Directed by Steven Spielberg, and starring Meryl Streep and Tom Hanks. I could probably end the review right there and that would be enough to impel you to see the film. But this is an important movie to watch in this moment of history, so a little more detail is due.

First, a brief history lesson. The story of the Post is the story of the Pentagon Papers, officially titled “United States- Vietnam Relations, 1945-1967: A Study Prepared by the Department of Defense.” The papers, in essence, detailed scathing truths about the U.S.’ involvement in Vietnam. One, that the Johnson Administration “systematically lied, not only to the public but also to Congress.” And two, that the U.S. had secretly enlarged the scope of its actions in the Vietnam War with the bombings of Cambodia and Laos, coastal raids on North Vietnam, and Marine Corps attacks, none of which were reported in the mainstream media. The papers were released by Daniel Ellsberg, who had worked on the study, and were first brought to light by the New York Times , for which the NYT was served an injunction by the U.S. attorney general. For his disclosure of the Pentagon Papers, Ellsberg was initially charged with conspiracy, espionage, and theft of government property, but the charges were later dismissed after prosecutors investigating the neurontin 900 mg day discovered that the staff members in the neurontin mg had ordered the so-called buy neurontin from us pharmacy to engage in unlawful efforts to discredit Ellsberg. The Post is about the moment that the Washington Post enters  the fray on the heels of the NYT, to publish the remaining papers, exposing a massive cover up of government secrets regarding the US’ involvement in Vietnam that spans 3 decades and 4 U.S. Presidents.

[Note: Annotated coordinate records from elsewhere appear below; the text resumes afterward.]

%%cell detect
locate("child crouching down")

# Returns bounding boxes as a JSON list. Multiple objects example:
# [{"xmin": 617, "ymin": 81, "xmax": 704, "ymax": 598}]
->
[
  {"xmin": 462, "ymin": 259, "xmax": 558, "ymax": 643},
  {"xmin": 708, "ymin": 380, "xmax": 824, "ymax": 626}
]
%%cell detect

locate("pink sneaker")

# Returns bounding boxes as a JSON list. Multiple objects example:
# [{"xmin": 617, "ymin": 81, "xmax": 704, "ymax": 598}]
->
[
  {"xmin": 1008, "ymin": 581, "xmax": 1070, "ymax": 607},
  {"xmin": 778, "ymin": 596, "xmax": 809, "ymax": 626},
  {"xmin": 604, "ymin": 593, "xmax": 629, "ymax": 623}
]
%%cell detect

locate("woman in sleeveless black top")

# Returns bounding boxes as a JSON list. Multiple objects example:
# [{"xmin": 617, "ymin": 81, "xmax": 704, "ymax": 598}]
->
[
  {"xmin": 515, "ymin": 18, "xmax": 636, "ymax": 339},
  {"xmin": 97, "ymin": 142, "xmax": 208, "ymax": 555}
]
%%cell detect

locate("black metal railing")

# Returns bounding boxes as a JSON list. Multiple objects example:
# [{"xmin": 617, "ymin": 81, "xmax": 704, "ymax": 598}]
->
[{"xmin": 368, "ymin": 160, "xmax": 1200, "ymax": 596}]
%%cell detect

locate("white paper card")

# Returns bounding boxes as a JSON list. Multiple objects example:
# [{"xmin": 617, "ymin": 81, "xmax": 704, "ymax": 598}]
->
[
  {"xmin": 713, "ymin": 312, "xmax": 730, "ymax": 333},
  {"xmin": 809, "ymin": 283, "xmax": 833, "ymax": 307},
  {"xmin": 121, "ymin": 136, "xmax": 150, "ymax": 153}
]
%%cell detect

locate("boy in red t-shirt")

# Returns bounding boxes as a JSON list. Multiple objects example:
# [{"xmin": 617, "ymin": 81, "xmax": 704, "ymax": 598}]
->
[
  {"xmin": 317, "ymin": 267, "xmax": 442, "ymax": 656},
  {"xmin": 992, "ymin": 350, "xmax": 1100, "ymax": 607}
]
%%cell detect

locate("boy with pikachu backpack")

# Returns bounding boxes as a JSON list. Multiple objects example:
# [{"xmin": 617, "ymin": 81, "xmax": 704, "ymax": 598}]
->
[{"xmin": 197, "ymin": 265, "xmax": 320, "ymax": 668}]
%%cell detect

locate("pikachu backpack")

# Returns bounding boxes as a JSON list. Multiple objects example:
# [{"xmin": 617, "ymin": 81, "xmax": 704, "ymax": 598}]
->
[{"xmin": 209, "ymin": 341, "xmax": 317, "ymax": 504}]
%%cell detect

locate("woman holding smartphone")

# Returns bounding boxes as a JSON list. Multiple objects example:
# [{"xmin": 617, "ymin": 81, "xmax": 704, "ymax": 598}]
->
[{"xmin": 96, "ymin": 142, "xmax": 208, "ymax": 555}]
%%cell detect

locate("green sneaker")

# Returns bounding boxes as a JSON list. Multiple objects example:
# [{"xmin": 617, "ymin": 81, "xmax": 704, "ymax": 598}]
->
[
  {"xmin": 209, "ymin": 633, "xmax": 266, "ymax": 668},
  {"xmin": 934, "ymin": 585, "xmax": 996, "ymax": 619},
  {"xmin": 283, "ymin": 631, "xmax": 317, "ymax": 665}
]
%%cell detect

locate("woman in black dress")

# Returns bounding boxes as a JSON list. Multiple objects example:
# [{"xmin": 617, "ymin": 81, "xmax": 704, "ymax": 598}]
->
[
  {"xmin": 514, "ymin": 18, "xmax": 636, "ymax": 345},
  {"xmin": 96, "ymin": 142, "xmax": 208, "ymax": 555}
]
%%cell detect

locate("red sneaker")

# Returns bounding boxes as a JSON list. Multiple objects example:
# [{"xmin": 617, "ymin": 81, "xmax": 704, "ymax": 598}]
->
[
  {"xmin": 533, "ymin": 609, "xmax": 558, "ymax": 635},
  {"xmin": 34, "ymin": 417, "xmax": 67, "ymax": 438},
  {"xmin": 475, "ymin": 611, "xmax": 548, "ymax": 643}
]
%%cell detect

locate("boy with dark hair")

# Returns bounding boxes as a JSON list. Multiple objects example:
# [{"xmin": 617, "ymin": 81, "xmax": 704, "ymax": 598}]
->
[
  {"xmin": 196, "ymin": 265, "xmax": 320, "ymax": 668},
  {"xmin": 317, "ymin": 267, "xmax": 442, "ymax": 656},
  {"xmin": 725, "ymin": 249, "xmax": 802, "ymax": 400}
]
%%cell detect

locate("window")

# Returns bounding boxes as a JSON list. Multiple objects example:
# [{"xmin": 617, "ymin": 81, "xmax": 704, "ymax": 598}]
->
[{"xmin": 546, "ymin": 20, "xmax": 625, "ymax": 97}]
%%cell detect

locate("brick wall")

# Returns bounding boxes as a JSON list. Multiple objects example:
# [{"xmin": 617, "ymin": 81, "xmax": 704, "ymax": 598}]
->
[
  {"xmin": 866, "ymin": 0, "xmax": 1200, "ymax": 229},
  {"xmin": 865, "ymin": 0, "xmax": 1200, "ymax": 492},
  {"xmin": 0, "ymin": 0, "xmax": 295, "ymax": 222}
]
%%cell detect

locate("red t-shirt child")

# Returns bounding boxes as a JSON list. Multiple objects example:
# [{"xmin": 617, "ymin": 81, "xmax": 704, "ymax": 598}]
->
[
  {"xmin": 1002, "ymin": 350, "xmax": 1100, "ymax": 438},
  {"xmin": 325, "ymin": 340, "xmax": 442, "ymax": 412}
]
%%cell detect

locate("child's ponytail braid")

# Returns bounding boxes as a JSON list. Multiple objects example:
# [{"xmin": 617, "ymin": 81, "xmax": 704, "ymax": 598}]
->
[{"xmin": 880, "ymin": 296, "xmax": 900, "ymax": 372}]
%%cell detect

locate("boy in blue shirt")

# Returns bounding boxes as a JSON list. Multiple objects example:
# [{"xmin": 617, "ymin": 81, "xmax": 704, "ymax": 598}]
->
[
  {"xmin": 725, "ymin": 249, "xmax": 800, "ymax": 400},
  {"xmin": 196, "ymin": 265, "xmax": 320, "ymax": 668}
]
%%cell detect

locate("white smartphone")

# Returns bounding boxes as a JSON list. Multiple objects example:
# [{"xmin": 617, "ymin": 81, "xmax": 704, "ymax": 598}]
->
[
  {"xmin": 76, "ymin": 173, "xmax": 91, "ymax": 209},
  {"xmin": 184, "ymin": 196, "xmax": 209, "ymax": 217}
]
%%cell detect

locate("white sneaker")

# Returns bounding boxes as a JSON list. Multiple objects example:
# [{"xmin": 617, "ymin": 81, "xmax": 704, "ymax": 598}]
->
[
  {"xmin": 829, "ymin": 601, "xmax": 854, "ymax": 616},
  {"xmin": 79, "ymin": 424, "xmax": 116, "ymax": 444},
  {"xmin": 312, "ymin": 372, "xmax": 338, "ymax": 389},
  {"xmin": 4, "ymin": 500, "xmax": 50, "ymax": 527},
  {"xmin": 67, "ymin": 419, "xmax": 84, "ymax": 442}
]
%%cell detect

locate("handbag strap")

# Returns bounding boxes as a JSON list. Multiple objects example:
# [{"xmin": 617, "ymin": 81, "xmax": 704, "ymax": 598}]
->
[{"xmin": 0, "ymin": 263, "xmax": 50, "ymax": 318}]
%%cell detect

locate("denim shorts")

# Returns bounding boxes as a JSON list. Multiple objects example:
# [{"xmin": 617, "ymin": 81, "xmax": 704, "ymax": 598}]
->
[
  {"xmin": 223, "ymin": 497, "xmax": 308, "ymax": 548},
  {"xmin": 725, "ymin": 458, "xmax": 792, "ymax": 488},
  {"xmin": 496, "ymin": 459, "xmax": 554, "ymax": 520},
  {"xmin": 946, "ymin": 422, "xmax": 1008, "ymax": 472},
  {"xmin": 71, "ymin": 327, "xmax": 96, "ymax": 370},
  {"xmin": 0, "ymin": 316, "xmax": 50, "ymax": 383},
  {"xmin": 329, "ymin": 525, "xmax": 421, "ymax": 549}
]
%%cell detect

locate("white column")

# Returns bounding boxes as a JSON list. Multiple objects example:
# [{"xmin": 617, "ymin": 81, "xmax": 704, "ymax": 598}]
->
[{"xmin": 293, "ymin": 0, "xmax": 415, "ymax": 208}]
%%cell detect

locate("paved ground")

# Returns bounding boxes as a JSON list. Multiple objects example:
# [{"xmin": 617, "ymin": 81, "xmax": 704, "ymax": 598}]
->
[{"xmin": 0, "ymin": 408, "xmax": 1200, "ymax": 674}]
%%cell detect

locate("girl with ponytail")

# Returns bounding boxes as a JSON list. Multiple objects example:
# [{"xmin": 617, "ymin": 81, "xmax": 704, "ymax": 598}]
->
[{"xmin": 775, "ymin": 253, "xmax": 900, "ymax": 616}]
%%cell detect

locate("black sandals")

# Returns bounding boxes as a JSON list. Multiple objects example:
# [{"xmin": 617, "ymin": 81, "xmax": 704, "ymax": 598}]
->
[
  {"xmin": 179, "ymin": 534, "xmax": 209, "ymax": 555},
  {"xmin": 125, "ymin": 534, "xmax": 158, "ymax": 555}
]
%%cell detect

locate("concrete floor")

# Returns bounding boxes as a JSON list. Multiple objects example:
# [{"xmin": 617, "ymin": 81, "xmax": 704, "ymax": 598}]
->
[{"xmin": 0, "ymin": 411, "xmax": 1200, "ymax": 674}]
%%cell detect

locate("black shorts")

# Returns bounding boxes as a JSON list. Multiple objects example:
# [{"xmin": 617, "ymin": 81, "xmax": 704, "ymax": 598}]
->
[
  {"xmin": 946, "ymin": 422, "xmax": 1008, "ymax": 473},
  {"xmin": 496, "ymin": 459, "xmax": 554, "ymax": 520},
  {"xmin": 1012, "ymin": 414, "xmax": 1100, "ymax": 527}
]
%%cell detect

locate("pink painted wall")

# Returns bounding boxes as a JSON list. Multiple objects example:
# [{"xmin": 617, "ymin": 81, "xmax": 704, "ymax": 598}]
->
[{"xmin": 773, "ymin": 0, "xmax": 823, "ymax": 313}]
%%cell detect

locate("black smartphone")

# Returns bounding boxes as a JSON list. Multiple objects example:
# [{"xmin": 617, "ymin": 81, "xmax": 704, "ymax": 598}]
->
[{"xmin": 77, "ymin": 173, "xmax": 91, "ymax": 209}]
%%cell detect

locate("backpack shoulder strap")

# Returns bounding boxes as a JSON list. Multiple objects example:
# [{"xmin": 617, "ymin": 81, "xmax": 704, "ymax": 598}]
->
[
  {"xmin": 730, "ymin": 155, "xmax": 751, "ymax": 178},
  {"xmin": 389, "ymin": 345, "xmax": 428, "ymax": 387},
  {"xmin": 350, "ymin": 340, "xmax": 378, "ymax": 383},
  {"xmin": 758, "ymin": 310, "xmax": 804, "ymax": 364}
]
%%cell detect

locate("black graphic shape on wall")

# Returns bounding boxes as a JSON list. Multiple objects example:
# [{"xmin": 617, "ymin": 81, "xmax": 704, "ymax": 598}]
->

These themes- of thankless wars entered into on lies, of presidential administrations lying to and denigrating the mainstream media, of leakers willing to face imprisonment to share the truth with the public, then outed as traitors; and the importance of a free press- are top of mind for anyone who has lived through the Iraq War as well as the first year of the Trump administration. And it is toward the latter, in so many ways, that this film is a direct and unapologetic response. While the film regrettably trades in some of the more poignant historical lessons regarding U.S. involvement in Vietnam for high drama, it’s focus on the necessity of a free and respected press for the perpetuation of democracy is a huge one. For the magnitude of that lesson alone, I suspect it will win plenty of awards.

But there are also a number of moments and details that more subtly appeal to the senses. For one, Katherine Graham (played by the glorious Meryl Streep) plays the first female publisher of a major American Newspaper. Anyone who has ever been the only woman in a room full of men can identify with the shot of her entering a room full of bankers at a meeting during which they will set the IPO price for the Washington Post. In it, Streep is surrounded by a swarm of men in dark suits, and while they tangentially acknowledge her presence (despite her ostensibly being the most important person in the room), the scene only reinforces how invisible and insignificant they deem her to be. I wanted so badly for her to bust their chops as only a woman can, but I was reminded only of the times and how many women like her had to fight to get one word in edgewise, so that I could get in 100. It was a powerful reminder of how far we’ve come.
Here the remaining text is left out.